The second equation of relation (3) is obtained from the first one by reiterating it to order 0. Thus, the law of Markov chain is well determined by the data of its matrix of transition P and the initial state α₍₀₎.

Convergence of Markov chain: The convergence of a Markov process makes it possible to anticipate the behavior of the system independently from its initial state. Thus, when the conditions of convergence are satisfied, it is shown that at a given time, the law of probability is independent from the initial law. To this end, there are theorems which make it possible to prove under certain conditions, the convergence of Markov chain (Bremaud, 2001; Nuel and Prum, 2007). Among them, we will state the principal theorem in the theory of Markov chain (Graham, 2008). We now state the principal theorem in the theory of the Markov chain: if P is a regular matrix of transition from a Markov chains process, if β is an unspecified vector of states, then:

•	lim_n→4 Pⁿ = S, where S is a stochastic matrix having its lines all equal

•	lim_n→4 βPⁿ = α, where α is a permanent stochastic vector (the sum of its coordinates is 1). α is called the vector of balance or stationary distribution

Related works based on Markov chain: Used by Claude Shannon to introduce the concept of entropy in the book (Shannon, 1948), Markov chains are used by others researchers to describe various situations. For examples, Markov chains have allowed the setting up of an efficient arithmetic coding used for data compression (Haixiao et al., 2006). In bioinformatics, these chains have been useful for the modeling of certain nucleotides’ properties (Nuel and Prum, 2007).

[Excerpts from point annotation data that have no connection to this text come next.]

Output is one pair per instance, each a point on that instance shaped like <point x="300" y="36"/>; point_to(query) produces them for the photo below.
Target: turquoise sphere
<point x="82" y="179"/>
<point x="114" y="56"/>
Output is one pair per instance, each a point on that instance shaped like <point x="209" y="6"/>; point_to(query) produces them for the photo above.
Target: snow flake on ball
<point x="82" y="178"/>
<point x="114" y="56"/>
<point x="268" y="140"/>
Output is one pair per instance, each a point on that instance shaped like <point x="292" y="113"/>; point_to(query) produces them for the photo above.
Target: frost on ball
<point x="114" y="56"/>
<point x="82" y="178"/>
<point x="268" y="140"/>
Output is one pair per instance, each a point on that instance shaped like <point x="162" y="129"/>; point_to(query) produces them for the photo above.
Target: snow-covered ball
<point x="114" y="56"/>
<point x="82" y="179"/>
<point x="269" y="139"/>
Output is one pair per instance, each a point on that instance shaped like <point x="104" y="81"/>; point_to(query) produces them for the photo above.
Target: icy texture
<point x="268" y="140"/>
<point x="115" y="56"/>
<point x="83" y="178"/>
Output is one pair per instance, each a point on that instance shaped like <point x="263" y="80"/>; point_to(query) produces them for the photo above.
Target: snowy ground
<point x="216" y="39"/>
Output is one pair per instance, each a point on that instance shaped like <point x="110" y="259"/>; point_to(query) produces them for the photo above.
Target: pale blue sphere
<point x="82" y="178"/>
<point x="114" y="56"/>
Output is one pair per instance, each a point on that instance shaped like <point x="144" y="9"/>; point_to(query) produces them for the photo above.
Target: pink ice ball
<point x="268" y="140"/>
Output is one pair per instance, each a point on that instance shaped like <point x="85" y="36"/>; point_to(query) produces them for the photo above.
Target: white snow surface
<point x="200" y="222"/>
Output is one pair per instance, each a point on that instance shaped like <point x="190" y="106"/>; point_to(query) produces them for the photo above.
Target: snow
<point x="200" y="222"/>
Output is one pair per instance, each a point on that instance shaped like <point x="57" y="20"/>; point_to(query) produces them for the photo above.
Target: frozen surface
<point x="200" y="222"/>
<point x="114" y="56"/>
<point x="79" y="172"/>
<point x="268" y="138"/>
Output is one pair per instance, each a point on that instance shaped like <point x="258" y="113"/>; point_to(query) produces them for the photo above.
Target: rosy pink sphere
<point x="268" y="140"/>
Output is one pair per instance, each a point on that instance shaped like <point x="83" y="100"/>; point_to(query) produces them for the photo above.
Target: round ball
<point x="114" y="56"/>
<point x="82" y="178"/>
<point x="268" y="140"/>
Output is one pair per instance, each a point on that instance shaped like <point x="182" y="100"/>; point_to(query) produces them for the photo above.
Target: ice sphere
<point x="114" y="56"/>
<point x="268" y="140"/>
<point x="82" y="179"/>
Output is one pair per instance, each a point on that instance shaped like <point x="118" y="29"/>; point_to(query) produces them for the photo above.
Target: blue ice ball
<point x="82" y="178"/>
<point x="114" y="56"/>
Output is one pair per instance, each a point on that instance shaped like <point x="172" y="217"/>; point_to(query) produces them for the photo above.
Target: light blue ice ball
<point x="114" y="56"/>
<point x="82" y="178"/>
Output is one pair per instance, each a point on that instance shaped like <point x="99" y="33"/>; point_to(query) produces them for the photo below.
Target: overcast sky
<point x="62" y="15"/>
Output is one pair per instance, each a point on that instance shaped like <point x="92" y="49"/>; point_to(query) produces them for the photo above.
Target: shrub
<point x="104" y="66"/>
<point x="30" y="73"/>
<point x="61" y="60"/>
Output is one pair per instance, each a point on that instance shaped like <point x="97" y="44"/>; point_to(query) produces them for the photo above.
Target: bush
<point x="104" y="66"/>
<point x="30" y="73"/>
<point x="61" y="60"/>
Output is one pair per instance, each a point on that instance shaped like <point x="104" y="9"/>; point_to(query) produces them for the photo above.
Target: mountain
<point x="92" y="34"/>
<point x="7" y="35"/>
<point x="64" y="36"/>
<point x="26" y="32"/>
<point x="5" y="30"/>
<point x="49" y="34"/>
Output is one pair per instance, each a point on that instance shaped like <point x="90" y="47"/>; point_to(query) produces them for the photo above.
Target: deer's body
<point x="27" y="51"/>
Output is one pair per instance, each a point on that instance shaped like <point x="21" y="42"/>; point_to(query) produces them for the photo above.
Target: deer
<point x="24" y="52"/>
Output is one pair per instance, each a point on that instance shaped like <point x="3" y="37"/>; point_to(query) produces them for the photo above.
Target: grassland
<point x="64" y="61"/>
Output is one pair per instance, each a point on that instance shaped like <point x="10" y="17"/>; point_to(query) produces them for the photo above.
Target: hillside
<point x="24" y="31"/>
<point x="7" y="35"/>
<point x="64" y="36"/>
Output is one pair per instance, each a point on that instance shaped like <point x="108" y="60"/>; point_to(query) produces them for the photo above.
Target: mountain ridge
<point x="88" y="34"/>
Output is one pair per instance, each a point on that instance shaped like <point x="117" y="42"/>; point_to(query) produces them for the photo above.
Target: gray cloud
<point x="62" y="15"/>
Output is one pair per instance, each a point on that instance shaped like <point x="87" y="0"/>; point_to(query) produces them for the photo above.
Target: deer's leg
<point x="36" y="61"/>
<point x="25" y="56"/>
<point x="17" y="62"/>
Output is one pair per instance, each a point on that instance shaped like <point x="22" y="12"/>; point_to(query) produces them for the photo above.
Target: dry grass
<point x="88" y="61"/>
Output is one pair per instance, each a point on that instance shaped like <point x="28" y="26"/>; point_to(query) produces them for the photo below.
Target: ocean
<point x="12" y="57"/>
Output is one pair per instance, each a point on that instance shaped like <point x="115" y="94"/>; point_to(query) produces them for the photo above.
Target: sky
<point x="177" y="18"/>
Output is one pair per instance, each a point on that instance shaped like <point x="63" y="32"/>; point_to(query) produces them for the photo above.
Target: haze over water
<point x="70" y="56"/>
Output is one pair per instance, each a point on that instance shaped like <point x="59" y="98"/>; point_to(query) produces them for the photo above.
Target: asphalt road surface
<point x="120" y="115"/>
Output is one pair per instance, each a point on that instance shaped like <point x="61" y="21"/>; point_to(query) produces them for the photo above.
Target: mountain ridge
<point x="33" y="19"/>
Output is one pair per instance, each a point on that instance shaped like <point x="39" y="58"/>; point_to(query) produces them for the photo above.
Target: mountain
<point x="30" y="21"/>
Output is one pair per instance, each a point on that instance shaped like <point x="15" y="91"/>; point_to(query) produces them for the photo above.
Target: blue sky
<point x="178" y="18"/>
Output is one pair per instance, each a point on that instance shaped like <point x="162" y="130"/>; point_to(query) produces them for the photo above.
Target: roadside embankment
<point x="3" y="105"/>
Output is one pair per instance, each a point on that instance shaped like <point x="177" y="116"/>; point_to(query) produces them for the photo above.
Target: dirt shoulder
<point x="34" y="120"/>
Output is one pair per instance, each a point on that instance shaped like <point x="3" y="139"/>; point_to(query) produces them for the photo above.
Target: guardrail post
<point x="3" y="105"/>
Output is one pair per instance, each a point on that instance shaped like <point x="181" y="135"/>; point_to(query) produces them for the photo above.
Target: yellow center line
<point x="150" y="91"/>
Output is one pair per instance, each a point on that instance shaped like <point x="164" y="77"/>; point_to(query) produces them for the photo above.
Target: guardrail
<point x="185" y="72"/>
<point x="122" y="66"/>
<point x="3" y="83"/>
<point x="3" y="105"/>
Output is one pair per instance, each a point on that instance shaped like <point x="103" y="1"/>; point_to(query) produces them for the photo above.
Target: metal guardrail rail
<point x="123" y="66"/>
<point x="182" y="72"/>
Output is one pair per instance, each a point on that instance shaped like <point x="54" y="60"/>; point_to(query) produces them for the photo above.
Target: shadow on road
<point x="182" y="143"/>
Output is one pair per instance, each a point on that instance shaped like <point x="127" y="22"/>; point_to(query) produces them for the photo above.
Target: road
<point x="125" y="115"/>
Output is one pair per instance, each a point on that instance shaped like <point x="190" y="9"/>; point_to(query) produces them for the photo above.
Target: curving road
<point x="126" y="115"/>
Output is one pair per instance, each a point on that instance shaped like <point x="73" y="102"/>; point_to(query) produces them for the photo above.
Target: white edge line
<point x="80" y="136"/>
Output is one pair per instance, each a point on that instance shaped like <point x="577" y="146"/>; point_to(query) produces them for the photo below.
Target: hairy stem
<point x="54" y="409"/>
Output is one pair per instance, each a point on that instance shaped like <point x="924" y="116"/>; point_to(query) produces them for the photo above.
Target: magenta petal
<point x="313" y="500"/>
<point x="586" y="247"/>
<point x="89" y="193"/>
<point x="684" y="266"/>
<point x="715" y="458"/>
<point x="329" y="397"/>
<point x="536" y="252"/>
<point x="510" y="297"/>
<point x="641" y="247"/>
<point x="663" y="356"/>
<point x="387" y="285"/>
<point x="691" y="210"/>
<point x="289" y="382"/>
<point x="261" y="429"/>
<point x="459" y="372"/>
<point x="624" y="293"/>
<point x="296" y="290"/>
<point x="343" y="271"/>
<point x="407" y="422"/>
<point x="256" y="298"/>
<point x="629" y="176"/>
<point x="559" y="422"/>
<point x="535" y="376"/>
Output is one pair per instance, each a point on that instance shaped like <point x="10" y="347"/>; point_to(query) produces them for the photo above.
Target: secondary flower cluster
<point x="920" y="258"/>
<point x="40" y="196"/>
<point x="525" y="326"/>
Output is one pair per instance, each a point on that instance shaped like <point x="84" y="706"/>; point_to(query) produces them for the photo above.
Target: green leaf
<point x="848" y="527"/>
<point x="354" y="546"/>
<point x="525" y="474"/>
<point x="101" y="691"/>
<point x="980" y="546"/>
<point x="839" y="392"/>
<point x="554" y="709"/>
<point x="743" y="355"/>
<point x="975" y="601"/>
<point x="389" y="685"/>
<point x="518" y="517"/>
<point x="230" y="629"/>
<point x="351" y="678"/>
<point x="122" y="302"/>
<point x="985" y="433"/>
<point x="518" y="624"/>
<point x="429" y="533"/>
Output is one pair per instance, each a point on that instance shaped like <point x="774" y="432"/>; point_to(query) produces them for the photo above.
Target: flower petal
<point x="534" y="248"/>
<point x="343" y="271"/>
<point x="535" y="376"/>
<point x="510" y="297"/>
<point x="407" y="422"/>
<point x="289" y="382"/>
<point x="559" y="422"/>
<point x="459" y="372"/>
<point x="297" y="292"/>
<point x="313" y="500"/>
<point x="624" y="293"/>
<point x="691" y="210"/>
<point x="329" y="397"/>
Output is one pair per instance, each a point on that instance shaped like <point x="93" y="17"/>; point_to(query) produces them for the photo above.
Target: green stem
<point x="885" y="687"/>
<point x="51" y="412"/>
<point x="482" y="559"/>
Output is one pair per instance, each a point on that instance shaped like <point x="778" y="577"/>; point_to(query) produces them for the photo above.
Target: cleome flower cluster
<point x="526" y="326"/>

Since this current decade, Markov chains have become efficient tools used to describe intruders behaviors. Thus, Nong (2000) has used Markov chain model to represent a temporal profile of normal behavior in a computer and network system. This technique developed by Nong allows detecting the anomalous behaviors of system caused by intruders. To construct the Markov chain, he has identified a set of 284 possible states which result from audit events on a single UNIX-based host. The intrusive activities are efficiently detected by Nong Ye using Markov chain model.

Callegari et al. (2008) compared performance of several technique of intrusion detection system based on various types of Markov models. There study improves the mechanism developed by Ju and Vardi (2001) and Jha et al. (2001) to describe the use of high order Markov chains to detect masqueraders at the host level.

All these works emphasize the efficient use of Markov chains or other Markov models in intruders’ behaviors study.

Therefore, while these former studies take their input from single node or limited networks, our study is part of a large project and uses a great and various data. The honeypot environment is much more adapted for intruders’ behaviors study than traditional networks or normal host.

Collected data, reorganization and Markovian modeling: This section concerns data collected from leurre.com database. The ports with negligible frequency of attack are not part of the final modeling. Only the most attacked ports have been taken into account in the final modeling.

Collected data: The raw data relating to the weekly attack number of ports 80, 135, 139 and 445 and extracted from the centralized database of Leurre.com are presented in Table 1.

The service corresponding to each port is mentioned in the first column of the table. The data of the attacks are observed over 50 periods of a week about over one year.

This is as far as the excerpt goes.